Introduction: Laparoscopic appendectomy (LA) has been an established treatment method for uncomplicated acute appendicitis. Still large numbers of surgeons feel confused regarding the superiority of either laparoscopic or open technique for the treatment of complicated appendicitis. The role of laparoscopy in management of complicated appendicitis ie gangrenous, perforated appendicitis and appendiceal abscess remain undefined. A retrospective study was conducted to review the feasibility, safety and efficacy of laparoscopic appendectomy for patients with complicated appendicitis.
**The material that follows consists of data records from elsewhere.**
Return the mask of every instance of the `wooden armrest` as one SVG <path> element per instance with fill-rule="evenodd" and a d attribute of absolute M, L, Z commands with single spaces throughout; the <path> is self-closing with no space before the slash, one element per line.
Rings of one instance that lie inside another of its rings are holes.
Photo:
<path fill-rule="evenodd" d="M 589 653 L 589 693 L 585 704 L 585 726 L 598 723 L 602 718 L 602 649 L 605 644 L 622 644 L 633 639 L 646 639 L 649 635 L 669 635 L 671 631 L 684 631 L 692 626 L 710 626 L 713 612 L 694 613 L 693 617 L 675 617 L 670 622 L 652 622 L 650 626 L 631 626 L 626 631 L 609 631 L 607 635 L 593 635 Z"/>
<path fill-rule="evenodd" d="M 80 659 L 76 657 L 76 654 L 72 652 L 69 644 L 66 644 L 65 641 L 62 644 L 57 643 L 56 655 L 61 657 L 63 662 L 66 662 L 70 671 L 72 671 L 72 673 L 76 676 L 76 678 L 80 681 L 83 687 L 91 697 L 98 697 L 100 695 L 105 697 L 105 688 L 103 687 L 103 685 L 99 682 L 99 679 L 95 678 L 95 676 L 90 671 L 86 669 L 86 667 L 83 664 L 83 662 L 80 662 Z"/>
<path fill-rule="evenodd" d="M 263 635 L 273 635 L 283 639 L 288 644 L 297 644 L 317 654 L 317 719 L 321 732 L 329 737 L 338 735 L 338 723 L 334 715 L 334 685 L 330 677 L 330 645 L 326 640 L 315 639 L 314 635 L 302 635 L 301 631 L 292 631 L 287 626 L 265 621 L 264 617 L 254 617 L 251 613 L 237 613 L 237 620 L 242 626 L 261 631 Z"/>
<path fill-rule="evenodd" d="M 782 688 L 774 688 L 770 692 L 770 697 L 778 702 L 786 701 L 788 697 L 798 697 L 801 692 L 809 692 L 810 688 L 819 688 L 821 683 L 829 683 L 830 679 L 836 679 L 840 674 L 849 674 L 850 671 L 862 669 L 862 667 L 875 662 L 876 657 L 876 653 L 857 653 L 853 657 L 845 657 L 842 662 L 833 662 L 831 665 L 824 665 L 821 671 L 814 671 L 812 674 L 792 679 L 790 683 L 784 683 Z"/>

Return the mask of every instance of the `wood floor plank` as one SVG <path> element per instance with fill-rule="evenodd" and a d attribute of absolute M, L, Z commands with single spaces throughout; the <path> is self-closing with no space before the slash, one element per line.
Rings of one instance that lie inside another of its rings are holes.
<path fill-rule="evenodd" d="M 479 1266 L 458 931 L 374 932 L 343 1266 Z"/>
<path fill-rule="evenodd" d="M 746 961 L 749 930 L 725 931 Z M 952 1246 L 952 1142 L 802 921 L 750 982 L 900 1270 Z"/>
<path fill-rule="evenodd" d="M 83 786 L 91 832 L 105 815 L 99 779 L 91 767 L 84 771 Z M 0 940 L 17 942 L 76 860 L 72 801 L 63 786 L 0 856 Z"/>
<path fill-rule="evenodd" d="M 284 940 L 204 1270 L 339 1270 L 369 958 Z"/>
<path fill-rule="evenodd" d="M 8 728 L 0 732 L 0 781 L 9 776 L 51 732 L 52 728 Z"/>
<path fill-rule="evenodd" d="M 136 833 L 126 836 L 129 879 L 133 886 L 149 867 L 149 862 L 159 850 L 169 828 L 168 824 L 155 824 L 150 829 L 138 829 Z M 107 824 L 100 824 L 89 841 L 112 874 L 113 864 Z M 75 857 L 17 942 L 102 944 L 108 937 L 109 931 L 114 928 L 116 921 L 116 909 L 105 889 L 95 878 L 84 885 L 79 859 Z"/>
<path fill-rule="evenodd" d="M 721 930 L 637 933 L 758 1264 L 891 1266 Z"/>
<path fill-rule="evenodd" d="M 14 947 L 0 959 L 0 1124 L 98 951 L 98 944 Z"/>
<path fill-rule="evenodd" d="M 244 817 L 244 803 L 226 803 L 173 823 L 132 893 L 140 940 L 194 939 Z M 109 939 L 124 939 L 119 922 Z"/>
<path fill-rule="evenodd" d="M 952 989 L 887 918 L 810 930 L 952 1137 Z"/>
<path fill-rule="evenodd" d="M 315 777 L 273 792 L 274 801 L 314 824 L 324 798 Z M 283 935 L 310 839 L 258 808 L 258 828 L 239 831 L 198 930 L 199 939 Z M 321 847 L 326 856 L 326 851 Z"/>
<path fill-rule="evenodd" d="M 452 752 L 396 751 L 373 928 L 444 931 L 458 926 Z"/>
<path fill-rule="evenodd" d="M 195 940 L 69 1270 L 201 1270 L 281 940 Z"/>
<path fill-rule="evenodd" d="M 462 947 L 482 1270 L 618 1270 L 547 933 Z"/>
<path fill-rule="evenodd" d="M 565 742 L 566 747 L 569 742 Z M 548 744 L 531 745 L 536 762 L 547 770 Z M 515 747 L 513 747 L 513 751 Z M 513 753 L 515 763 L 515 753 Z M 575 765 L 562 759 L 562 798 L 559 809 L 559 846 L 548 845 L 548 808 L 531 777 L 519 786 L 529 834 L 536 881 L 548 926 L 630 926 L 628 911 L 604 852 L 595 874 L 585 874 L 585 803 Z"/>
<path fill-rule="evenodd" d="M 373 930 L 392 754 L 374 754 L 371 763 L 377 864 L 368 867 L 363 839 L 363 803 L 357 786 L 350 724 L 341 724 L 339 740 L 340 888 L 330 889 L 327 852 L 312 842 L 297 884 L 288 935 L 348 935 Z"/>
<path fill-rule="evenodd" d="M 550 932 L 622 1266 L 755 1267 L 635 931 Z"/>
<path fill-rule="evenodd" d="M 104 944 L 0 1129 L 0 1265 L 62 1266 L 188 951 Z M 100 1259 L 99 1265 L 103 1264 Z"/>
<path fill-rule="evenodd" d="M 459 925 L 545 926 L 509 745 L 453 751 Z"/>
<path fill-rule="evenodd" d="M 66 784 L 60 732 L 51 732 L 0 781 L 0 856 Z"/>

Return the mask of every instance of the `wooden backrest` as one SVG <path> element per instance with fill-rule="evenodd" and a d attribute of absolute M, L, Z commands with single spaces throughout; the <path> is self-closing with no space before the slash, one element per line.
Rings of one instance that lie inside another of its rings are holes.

Method and Procedures: From Jan 2008 to Dec 2012 patients older than 14 years of age with diagnosis of appendicitis were included. All patients underwent diagnostic laparoscopy to confirm the diagnosis of complicated appendicitis and patients subsequently underwent either laparoscopic or open appendectomies. Total of 114 patients had undergone appendectomy for perforated or gangrenous appendicitis (75 were males and 39 females). Sixty four patients underwent open appendectomies (OA) and fifty underwent laparoscopic appendectomies. Parameters studied were operative time, conversion rate, wound infection, intra abdominal abscess, duration of pain and hospital stay.
Result: It was seen that laparoscopic appendectomy took longer to perform (110 min versus 80 min) but was associated with less analgesic use, shorter median hospital stay (LA -3 days, OA -6 days), lower rate of wound infection (LA 9.1% , OA 25%). Intra abdominal abscess occurred in four patients in laparoscopic appendectomy group and 15 patients in open appendectomy group. Prolonged ileus was seen more in open appendectomy group as compared to laparoscopic group. There was no mortality in either group.
Conclusion: Minimal invasive laparoscopic technique is safe and efficacious. It is associated with less post operative pain, lower incidence of wound infection and reduced length of hospital stay as compared to patients who underwent open appendectomy.